Liverpool drew first blood against Manchester United with a 2-0 win at Anfield in the first leg of their Europa League last-16 clash.
It was a night of firsts as Daniel Sturridge's maiden European goal, from the penalty spot, teed up Louis van Gaal's first defeat against the Reds after four straight wins for United against their arch rivals.
Sturridge's first-half strike -- his first in continental competition in only his fifth appearance over three years -- was followed by Roberto Firmino's close-range effort 17 minutes from time.
And had it not been for the continued brilliance of goalkeeper David de Gea, it would have been over as a contest before next week's return at Old Trafford.
Manchester United manager Van Gaal had spoken of not living in the past.
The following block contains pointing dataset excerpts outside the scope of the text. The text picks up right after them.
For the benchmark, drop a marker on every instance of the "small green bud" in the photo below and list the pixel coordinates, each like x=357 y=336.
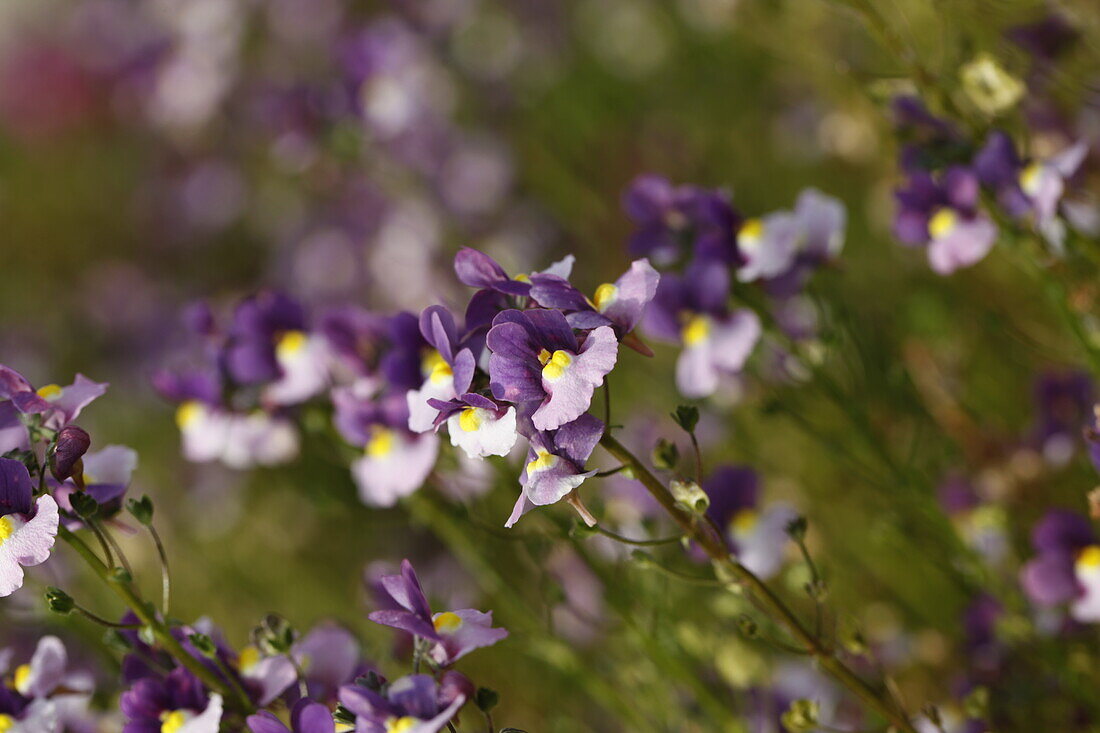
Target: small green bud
x=801 y=717
x=686 y=416
x=142 y=510
x=84 y=504
x=204 y=644
x=486 y=699
x=690 y=495
x=58 y=601
x=748 y=626
x=666 y=455
x=796 y=528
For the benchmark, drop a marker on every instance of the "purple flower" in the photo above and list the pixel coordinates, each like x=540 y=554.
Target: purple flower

Liverpool counterpart Jurgen Klopp had said he did not believe in enemies in football, but an atmosphere crackling with electricity certainly did not reflect that.
Thursday night's encounter may not have had the ferocity and intensity of some of their Premier League battles -- Jordan Henderson's yellow card inside two minutes was for a high foot routinely punished in European football rather than anything more aggressive -- but there was no mistaking the importance.
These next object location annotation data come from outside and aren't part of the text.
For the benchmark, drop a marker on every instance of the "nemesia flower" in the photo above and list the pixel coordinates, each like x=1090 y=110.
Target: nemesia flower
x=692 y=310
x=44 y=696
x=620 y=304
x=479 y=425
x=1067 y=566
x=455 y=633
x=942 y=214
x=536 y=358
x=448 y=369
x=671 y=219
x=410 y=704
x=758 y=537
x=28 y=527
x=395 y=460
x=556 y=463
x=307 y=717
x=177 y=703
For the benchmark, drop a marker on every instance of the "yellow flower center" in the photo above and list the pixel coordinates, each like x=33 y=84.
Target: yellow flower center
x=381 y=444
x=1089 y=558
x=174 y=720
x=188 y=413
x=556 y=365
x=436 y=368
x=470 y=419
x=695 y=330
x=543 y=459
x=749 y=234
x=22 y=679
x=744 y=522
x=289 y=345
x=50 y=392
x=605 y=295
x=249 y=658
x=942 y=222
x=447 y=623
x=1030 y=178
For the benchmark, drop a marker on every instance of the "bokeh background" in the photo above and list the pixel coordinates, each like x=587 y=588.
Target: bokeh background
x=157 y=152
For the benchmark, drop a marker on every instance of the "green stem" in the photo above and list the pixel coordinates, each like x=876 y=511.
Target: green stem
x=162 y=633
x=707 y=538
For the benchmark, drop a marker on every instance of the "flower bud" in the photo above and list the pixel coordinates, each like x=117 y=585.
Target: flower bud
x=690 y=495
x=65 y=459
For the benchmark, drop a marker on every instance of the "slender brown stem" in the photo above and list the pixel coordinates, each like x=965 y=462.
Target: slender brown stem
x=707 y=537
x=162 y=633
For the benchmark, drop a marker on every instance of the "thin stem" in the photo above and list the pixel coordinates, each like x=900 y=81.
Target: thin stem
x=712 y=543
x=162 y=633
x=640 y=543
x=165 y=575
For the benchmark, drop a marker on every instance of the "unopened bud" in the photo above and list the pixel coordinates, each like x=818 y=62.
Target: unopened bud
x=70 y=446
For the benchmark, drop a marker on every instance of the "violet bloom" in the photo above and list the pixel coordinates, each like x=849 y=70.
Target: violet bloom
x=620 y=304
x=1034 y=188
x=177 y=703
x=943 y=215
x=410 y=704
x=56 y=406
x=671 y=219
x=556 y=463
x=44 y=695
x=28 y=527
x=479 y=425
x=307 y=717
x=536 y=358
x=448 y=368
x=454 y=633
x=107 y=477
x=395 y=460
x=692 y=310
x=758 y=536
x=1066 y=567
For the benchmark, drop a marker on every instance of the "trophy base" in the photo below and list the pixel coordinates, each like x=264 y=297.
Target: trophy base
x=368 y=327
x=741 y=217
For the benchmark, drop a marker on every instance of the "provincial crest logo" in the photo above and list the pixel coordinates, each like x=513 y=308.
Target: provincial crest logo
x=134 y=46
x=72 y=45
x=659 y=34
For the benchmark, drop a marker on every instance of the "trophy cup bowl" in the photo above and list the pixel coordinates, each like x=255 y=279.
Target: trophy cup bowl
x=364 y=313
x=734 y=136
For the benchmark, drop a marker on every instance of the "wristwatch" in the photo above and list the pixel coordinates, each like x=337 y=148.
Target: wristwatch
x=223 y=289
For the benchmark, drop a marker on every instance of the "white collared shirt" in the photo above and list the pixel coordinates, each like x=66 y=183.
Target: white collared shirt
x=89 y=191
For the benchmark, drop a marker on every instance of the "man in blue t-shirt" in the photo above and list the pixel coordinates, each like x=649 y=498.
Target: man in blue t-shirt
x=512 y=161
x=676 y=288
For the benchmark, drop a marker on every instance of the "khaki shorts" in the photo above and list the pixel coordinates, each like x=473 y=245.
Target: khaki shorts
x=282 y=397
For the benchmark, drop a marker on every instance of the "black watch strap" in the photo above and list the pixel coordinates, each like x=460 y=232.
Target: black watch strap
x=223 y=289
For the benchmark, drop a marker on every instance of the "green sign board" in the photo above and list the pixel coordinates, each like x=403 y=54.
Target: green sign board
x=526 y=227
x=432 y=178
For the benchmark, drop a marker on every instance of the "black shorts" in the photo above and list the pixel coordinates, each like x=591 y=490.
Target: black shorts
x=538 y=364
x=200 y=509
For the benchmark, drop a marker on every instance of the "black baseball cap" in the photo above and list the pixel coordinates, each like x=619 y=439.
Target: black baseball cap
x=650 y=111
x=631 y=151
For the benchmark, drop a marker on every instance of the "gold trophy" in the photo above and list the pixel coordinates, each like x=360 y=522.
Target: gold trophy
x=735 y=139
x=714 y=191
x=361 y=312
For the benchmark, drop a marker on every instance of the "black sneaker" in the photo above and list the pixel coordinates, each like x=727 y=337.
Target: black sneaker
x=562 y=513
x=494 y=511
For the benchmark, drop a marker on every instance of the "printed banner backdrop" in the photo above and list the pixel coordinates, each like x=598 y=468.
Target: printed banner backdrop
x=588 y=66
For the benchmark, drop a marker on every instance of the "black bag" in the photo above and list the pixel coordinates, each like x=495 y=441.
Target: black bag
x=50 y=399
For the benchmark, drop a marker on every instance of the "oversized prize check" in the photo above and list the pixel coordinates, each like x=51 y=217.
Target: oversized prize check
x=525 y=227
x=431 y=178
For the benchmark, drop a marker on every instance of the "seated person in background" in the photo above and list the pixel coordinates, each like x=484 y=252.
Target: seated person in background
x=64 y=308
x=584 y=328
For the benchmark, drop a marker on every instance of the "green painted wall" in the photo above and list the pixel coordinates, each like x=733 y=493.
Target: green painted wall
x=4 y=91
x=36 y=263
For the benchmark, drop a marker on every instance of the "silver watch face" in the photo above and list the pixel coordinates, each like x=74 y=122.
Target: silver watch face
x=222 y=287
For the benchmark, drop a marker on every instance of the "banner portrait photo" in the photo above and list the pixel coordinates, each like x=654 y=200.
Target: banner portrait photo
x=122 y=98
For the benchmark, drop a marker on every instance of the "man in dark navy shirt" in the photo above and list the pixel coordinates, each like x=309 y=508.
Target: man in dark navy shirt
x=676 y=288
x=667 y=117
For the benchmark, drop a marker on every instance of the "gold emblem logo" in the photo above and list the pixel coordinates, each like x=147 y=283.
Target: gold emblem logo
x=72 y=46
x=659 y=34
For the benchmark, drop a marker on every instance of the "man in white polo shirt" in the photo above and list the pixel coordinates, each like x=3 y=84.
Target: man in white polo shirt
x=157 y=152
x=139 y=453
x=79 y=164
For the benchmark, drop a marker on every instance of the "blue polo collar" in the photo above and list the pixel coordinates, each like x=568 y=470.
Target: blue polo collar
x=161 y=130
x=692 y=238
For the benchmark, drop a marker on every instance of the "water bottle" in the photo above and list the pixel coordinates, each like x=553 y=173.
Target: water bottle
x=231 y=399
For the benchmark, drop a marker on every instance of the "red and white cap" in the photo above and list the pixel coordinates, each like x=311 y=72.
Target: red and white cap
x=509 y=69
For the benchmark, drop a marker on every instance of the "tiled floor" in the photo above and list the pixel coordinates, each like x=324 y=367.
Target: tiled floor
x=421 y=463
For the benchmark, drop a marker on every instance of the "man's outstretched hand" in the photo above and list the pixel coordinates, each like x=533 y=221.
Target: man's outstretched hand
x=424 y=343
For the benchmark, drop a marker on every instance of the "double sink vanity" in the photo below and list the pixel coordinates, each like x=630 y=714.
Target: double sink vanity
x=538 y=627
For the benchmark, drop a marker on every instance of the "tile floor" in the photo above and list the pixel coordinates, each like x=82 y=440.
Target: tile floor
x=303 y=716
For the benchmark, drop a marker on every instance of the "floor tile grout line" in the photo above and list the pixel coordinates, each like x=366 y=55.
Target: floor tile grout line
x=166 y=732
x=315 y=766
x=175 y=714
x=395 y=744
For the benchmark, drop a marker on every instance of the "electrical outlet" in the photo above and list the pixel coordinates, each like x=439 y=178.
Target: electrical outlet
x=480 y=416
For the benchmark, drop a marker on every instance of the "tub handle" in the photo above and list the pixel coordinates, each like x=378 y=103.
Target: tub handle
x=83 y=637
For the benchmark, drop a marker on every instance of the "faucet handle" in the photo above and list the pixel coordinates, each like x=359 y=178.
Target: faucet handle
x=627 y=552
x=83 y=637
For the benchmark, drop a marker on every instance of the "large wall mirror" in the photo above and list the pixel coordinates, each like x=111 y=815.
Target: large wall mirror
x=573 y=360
Liverpool's football in the first half was played primarily in United's half as they dominated the midfield battle with a front four of Sturridge, Firmino, Adam Lallana and Philippe Coutinho rotating positions with bewildering regularity.
There was no wonder the back-tracking Memphis Depay was lured into bringing down Nathaniel Clyne in the area after the advancing full-back collected Firmino's outside-of-the-foot through-ball.
With regular penalty-taker James Milner absent with illness, Sturridge -- criticised for not taking a spot-kick in the Capital One Cup final shootout last month -- stepped up to beat De Gea for his fourth goal in six appearances against United.
The Spain international kept his side in it during the opening 45 minutes with three brilliant saves.
Coutinho's decision to go at Sturridge's far-post cross with his right foot and not his left gave the goalkeeper just enough time to get back and claw out his shot, while his save from a one-on-one with Sturridge was Peter Schmeichel-esque and the point-blank stop from Lallana's volley was just pure instinct.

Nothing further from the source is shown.